New York-based artist Tariku Shiferaw, born in Addis Ababa, Ethiopia, and raised in Los Angeles, just opened his solo exhibition in Carroll Gardens at Cathouse Proper @ 524 Projects. His remarkable show is small–less than ten works of art–but it throws unusual light on current developments in painting in both a formal sense, as a continuation of New York School visual insights, and in a social sense, as a young black painter. The circumstances Tariku is addressing are available from the very beginning of the show. On entering the second-floor gallery in south Brooklyn, visitors come across a group of hooded jackets, with horizontal lines of acrylic paint worked onto the front of the sweatshirts. While the clothing makes only a modest visual statement, its social projection, as an assertion of self, is loud and clear.

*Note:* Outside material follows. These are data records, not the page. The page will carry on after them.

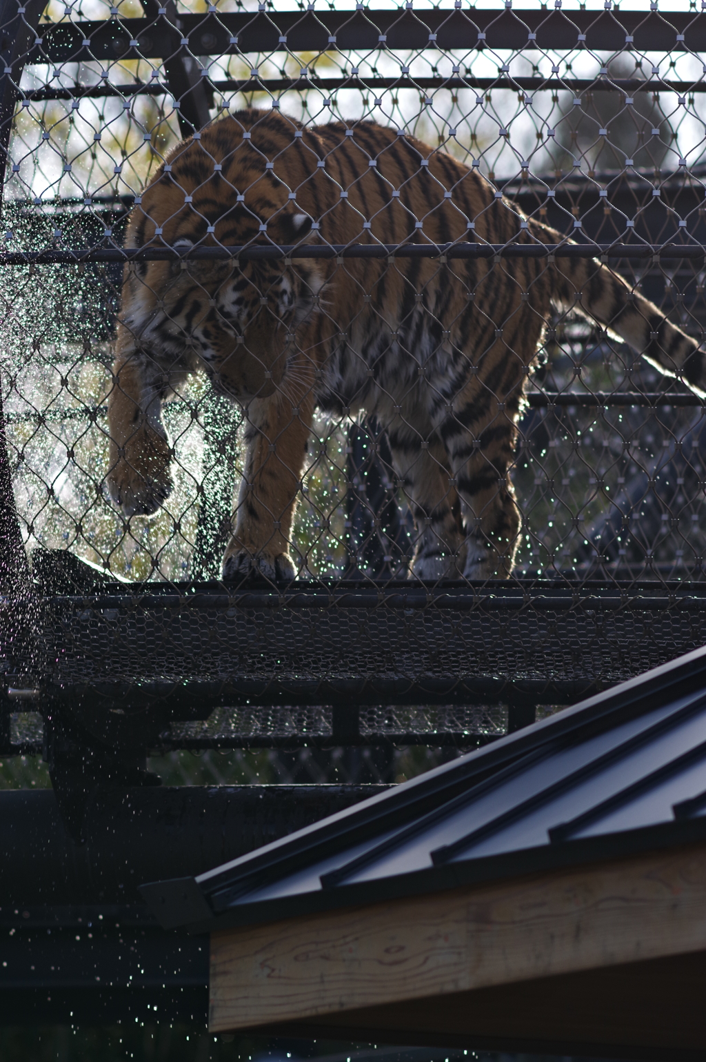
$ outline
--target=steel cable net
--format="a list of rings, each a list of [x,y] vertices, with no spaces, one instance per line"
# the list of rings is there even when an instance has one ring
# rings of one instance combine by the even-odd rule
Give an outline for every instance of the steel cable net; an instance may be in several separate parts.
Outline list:
[[[701,646],[703,6],[6,0],[7,683],[453,746]]]

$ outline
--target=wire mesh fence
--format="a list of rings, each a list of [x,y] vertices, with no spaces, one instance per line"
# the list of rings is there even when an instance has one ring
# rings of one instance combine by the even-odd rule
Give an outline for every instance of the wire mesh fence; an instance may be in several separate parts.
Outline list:
[[[705,20],[5,0],[11,706],[369,758],[702,645]]]

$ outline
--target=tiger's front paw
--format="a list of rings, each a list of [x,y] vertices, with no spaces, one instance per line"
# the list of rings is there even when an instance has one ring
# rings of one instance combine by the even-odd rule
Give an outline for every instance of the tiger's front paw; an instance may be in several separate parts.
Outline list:
[[[110,457],[108,492],[127,519],[156,513],[174,487],[167,440],[141,434],[122,449],[113,446]]]
[[[236,547],[226,550],[223,558],[223,580],[234,582],[242,579],[266,579],[273,583],[290,583],[296,579],[296,568],[289,553],[273,556],[260,550],[249,551]]]

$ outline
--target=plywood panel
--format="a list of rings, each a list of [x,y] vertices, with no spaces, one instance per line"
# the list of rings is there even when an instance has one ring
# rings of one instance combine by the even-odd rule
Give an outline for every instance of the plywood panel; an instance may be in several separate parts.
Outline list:
[[[706,845],[211,937],[213,1031],[706,948]]]
[[[270,1035],[622,1057],[706,1050],[706,953],[290,1022]]]

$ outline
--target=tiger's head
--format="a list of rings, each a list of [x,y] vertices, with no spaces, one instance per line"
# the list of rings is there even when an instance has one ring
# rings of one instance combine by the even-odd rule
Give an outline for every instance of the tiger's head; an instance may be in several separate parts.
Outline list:
[[[281,159],[277,174],[236,118],[171,152],[134,208],[127,246],[169,245],[186,254],[307,239],[312,218],[278,175]],[[217,390],[247,401],[281,382],[294,333],[323,285],[314,260],[141,262],[126,273],[121,320],[160,363],[201,365]]]

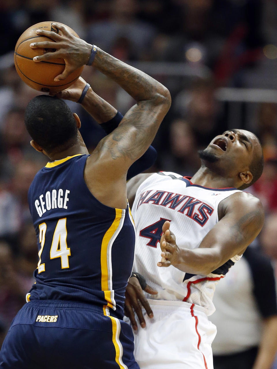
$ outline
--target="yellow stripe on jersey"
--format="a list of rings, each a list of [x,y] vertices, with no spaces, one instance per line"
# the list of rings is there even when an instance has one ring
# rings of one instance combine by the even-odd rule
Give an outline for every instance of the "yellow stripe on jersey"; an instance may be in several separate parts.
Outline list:
[[[101,248],[101,289],[104,292],[105,300],[109,307],[114,308],[115,301],[111,296],[112,289],[111,247],[113,241],[122,227],[121,222],[125,210],[116,209],[116,217],[106,232],[102,241]]]
[[[79,156],[80,155],[82,155],[83,154],[76,154],[76,155],[73,155],[72,156],[66,156],[66,158],[64,158],[63,159],[60,159],[59,160],[55,160],[54,162],[48,162],[45,166],[45,168],[53,168],[54,166],[57,166],[57,165],[59,165],[59,164],[62,164],[62,163],[64,163],[65,162],[69,160],[69,159],[71,159],[72,158],[74,158],[75,156]]]
[[[112,326],[113,331],[113,343],[116,351],[116,362],[120,369],[128,369],[127,367],[122,361],[123,355],[123,347],[119,340],[119,334],[121,330],[120,322],[118,319],[111,317],[109,315],[109,308],[106,306],[103,307],[104,315],[108,316],[112,321]]]

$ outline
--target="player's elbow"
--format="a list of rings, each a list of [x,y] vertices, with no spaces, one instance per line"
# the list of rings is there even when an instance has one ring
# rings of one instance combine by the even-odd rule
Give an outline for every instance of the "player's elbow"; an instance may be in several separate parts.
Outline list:
[[[157,90],[153,101],[154,105],[163,106],[167,110],[167,112],[171,104],[170,93],[166,87],[161,85],[160,88]]]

Shiferaw wears these articles of clothing, so they are more than mere stand-ins for him as a person; they belong to his body as a black man–hoodies have been part of hip-hop culture for decades. Additionally, the artist names all of his works, including the sweatshirts, with titles taken from various songs belonging to black music–hip hop, r&b, rap, reggae. By using these titles, the artist immediately invests his works of art with a legacy that is at the same time highly contemporary. Often the meaning generated within the songs affect Shiferaw’s artworks themselves–in the sense of the meaning they carry–although this is not directly evident in the artwork.

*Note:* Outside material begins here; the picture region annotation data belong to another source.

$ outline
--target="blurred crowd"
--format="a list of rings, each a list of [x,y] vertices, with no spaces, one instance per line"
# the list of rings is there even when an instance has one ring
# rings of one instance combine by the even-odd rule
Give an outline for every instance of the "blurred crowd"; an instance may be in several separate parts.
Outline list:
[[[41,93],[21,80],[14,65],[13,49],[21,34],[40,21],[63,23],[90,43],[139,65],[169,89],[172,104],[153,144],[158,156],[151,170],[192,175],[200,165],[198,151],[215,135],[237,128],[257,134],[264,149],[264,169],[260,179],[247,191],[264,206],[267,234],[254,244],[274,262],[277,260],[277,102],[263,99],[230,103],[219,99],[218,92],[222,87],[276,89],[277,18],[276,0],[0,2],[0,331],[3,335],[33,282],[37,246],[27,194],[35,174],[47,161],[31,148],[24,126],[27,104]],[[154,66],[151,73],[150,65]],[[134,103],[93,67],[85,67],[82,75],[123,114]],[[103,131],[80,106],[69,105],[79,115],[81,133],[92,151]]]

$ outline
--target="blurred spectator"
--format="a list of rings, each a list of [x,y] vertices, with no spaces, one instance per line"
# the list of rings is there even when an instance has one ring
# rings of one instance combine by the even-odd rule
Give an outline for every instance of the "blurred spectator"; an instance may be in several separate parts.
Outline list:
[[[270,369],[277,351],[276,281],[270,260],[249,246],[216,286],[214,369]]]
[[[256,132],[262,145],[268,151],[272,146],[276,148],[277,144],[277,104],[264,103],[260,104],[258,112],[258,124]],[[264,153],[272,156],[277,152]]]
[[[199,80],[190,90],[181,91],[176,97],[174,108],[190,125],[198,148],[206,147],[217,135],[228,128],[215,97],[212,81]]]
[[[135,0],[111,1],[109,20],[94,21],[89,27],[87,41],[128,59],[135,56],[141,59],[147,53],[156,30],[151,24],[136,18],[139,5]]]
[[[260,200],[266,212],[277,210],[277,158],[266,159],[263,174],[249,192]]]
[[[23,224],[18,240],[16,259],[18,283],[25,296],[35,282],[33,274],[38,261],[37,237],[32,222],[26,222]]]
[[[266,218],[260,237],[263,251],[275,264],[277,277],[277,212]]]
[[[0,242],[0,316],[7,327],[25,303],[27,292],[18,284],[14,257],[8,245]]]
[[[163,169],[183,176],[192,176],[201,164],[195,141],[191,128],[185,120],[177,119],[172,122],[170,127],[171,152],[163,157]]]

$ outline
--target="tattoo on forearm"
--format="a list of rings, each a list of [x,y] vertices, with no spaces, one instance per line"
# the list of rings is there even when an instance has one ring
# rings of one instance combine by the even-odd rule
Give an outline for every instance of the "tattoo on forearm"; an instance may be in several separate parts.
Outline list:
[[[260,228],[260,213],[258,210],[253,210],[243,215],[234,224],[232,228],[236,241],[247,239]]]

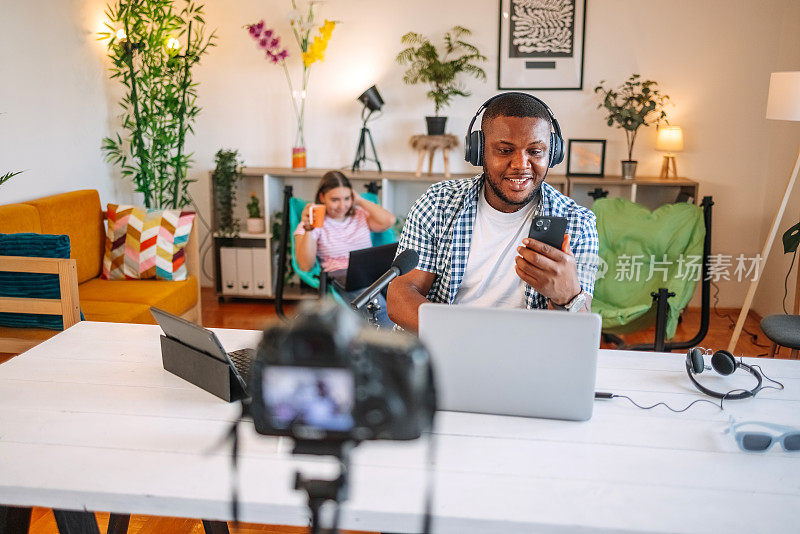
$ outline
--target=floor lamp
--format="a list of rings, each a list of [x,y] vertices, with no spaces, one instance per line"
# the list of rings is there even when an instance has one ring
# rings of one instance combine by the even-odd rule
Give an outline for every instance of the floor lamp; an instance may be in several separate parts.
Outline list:
[[[800,71],[773,72],[770,75],[767,118],[784,121],[800,121]],[[778,233],[778,226],[781,223],[784,211],[786,211],[786,204],[789,202],[792,189],[794,189],[798,170],[800,170],[800,147],[798,147],[797,161],[795,161],[794,170],[792,170],[792,174],[789,176],[789,185],[786,186],[786,192],[783,194],[780,208],[778,208],[778,213],[772,221],[772,228],[770,228],[767,241],[764,243],[764,248],[761,251],[762,261],[766,262],[769,257],[769,252],[772,249],[772,242],[775,241],[775,235]],[[800,269],[800,266],[798,266],[798,269]],[[798,277],[797,283],[800,284],[800,277]],[[739,320],[736,321],[736,328],[734,328],[731,342],[728,344],[728,352],[733,353],[736,348],[736,342],[739,341],[739,335],[742,333],[744,321],[750,311],[750,305],[753,304],[753,297],[756,294],[757,287],[758,278],[750,282],[742,311],[739,312]],[[797,294],[797,291],[795,291],[795,294]],[[795,300],[797,299],[795,298]],[[797,302],[795,302],[795,310],[797,310],[797,305]]]

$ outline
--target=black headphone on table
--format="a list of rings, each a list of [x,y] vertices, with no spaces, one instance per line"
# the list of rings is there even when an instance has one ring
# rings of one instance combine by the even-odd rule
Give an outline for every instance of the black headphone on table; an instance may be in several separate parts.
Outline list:
[[[561,126],[558,125],[558,121],[556,120],[555,115],[550,110],[550,108],[542,102],[540,99],[536,98],[533,95],[529,95],[528,93],[521,93],[518,91],[512,91],[509,93],[501,93],[499,95],[495,95],[486,102],[484,102],[480,108],[478,108],[478,112],[475,113],[475,116],[472,117],[472,120],[469,123],[469,127],[467,128],[467,138],[464,140],[464,159],[469,163],[472,163],[476,167],[483,166],[483,150],[486,144],[486,138],[483,135],[483,130],[476,130],[472,131],[472,126],[475,124],[475,121],[478,119],[478,115],[481,114],[486,107],[500,98],[501,96],[506,95],[525,95],[528,98],[532,98],[541,105],[544,106],[544,109],[547,110],[547,114],[550,115],[550,122],[553,123],[554,132],[550,132],[550,153],[549,153],[549,162],[547,164],[548,168],[555,167],[562,161],[564,161],[564,138],[561,137]]]
[[[686,373],[689,375],[689,380],[692,381],[694,387],[709,395],[710,397],[714,397],[716,399],[726,399],[726,400],[741,400],[741,399],[749,399],[750,397],[755,397],[756,393],[761,390],[761,382],[762,376],[761,373],[754,369],[753,367],[747,365],[746,363],[737,361],[736,358],[728,352],[727,350],[718,350],[714,352],[711,356],[711,367],[707,366],[705,363],[705,355],[712,354],[710,350],[704,349],[703,347],[694,347],[689,349],[686,353]],[[741,391],[739,393],[720,393],[719,391],[714,391],[712,389],[708,389],[707,387],[700,384],[694,375],[699,375],[703,371],[708,371],[714,369],[717,373],[721,374],[722,376],[728,376],[733,374],[734,371],[738,368],[745,369],[751,375],[756,377],[758,380],[758,384],[756,387],[749,391]],[[734,390],[737,391],[737,390]]]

Shiferaw has made it clear in conversation that his work, however abstract it may be, is intended to be a statement made by a person making marks in a milieu in which he often feels himself to be misunderstood. As a result, Shiferaw is establishing his own milieu–to support and protect himself, physically and metaphysically, within the context of his work. Doing so allows him to be himself–a state difficult to achieve in the world of the New York School, which his art deliberately references. It must be said, then, that the paintings, which are remarkably taut works of art, are also signs of a presence, as an artist of color, that within living memory was seen as an anomaly within the artworld’s mainstream. In the large, two-storey-tall hanging painting on plastic, titled A Better Tomorrow (Wu-Tang) (2018), Shiferaw makes a direct reference to Wu-Tang, a hip-hop collective originating in Staten Island and still active after more than a quarter of a century. One doesn’t have to know the lyrics to get the gist of the song’s outlook from the title–a millennial statement meant to bring hope to those listening to the song.
The draped painting, similar to the paintings of the much older Sam Gilliam, represents a recognition of Gilliam’s lifelong achievement, an entryway into a needed dialogue between artists of color and New York School practitioners, and a highly accomplished, highly intelligent work of art that stands out in its own right. Like all good artists, Shiferaw builds his assertions carefully, without directly calling out what he thinks. This happens in the draped painting, as well as in Black Friday (Kendrick Lamar and J. Cole) (2017), in which a pallet-like front, consisting of thin strips of wood that are casually painted if it at all, stands for the way capital and goods–and people–are transported throughout the ends of the earth in capitalism’s eternal push to make a profit anytime, anywhere. It may well be that Shiferaw’s own status as someone coming from far away is being referred to, but the title also refers to the tidal wave of consumerism that follows the day after Thanksgiving. At the same time, the work, hovering as it does between painting and sculpture, looks to late abstraction and physical integrity at a time when these attributes are often dismissed in favor of a purely politicized statement.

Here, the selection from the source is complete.